À frente da Secretaria, ela implantou o Comitê Municipal de Políticas de Cuidado de Belém, criado a partir do projeto Ver-o-Cuidado, desenvolvido em parceria com a ONU Mulheres. A iniciativa colocou Belém na história como a primeira cidade brasileira a implementar um sistema municipal de cuidados, reconhecendo oficialmente essa atividade como parte essencial da economia e da vida social.

O Comitê reúne representantes do governo e da sociedade civil em um espaço de diálogo e formulação de políticas. Cuidadoras, trabalhadoras domésticas, profissionais da saúde e lideranças comunitárias compartilham experiências e ajudam a transformar o cuidado em uma política pública estruturante. Para Silvane, o avanço representa uma virada de paradigma. “Fico feliz com essa parceria com a ONU Mulheres, que confiou a nós a execução desse projeto. É um compromisso enorme com as mulheres e com o futuro de Belém. A sociedade ainda é muito machista, e só mudaremos isso com políticas públicas voltadas para as mulheres”, reforça.

O reconhecimento do cuidado como trabalho é uma pauta global. Em 2023, a ONU instituiu o Dia Internacional do Cuidado, celebrado em 29 de outubro, para valorizar essa atividade que sustenta economias e famílias em todo o mundo. Em Belém, um diagnóstico do projeto Ver-o-Cuidado revelou que as mulheres da capital dedicam, em média, 11,7 horas por dia a atividades de cuidado, somando o trabalho remunerado e o não remunerado. O dado evidencia a sobrecarga e a urgência de políticas que redistribuam essas responsabilidades.

Para a representante interina da ONU Mulheres Brasil, Ana Carolina Querino, “transformar os sistemas de cuidado é pré-condição para alcançar a igualdade de gênero e os Objetivos de Desenvolvimento Sustentável”. O projeto desenvolvido em Belém dialoga diretamente com essa agenda global e inspira políticas semelhantes em outras cidades do país.

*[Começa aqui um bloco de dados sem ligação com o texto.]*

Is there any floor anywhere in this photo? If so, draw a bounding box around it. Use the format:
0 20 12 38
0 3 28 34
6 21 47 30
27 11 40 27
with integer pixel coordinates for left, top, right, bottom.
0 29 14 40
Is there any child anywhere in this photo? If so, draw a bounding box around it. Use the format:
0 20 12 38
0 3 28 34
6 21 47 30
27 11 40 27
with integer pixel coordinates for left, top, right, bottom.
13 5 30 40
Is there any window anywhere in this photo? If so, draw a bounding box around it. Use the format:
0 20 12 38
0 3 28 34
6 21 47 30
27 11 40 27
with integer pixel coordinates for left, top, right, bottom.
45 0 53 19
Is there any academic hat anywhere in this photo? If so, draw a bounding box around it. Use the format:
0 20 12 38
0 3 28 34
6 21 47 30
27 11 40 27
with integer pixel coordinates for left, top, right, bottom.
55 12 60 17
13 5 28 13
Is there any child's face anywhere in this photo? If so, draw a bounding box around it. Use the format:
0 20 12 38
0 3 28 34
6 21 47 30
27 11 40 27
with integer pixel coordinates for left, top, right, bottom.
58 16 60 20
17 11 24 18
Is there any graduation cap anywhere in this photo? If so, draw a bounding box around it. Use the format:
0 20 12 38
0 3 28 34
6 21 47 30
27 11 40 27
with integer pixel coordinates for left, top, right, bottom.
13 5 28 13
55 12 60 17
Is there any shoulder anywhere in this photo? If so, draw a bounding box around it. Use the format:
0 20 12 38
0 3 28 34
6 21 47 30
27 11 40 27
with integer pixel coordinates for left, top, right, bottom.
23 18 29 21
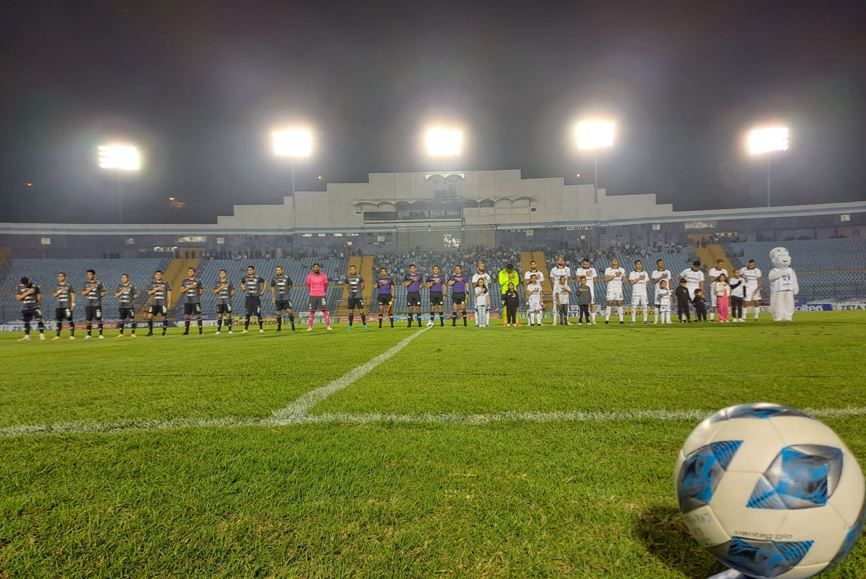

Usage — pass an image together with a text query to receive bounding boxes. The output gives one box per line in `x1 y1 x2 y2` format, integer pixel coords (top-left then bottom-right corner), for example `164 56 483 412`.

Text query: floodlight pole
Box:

Com a aproximação da COP30, que será sediada em Belém, Silvane vê uma oportunidade de ampliar o alcance dessa discussão. “Não há justiça climática sem igualdade de gênero. Cuidar das pessoas e cuidar do planeta é parte da mesma luta”, afirma. Para ela, políticas de cuidado também são políticas ambientais, pois fortalecem redes de apoio, estimulam a autonomia econômica das mulheres e reconhecem o trabalho doméstico como base da sustentabilidade social.

Silvane define sua trajetória como a de quem saiu dos bastidores para ocupar o centro da cena. Mãe, gestora e mulher, representa uma geração que faz do cuidado um ato político. “Durante muito tempo, as decisões foram tomadas por quem nunca precisou escolher entre trabalhar e cuidar de um filho doente. Precisamos estar lá  nas câmaras, secretarias e prefeituras, para garantir que o cuidado seja uma prioridade pública.”

Neste Dia Internacional do Cuidado e Apoio, sua história ajuda a iluminar o que muitas vezes permanece invisível. O cuidado não é apenas um gesto de afeto, é trabalho, um trabalho que move a economia e sustenta a vida. Em Belém, o projeto Ver-o-Cuidado mostra que é possível mudar essa realidade quando o Estado decide enxergar o cuidado como parte essencial da estrutura social. Valorizar quem cuida é mais do que justiça histórica. É o caminho para um futuro em que o cuidado esteja, como sempre esteve, no centro que mantém o mundo em movimento.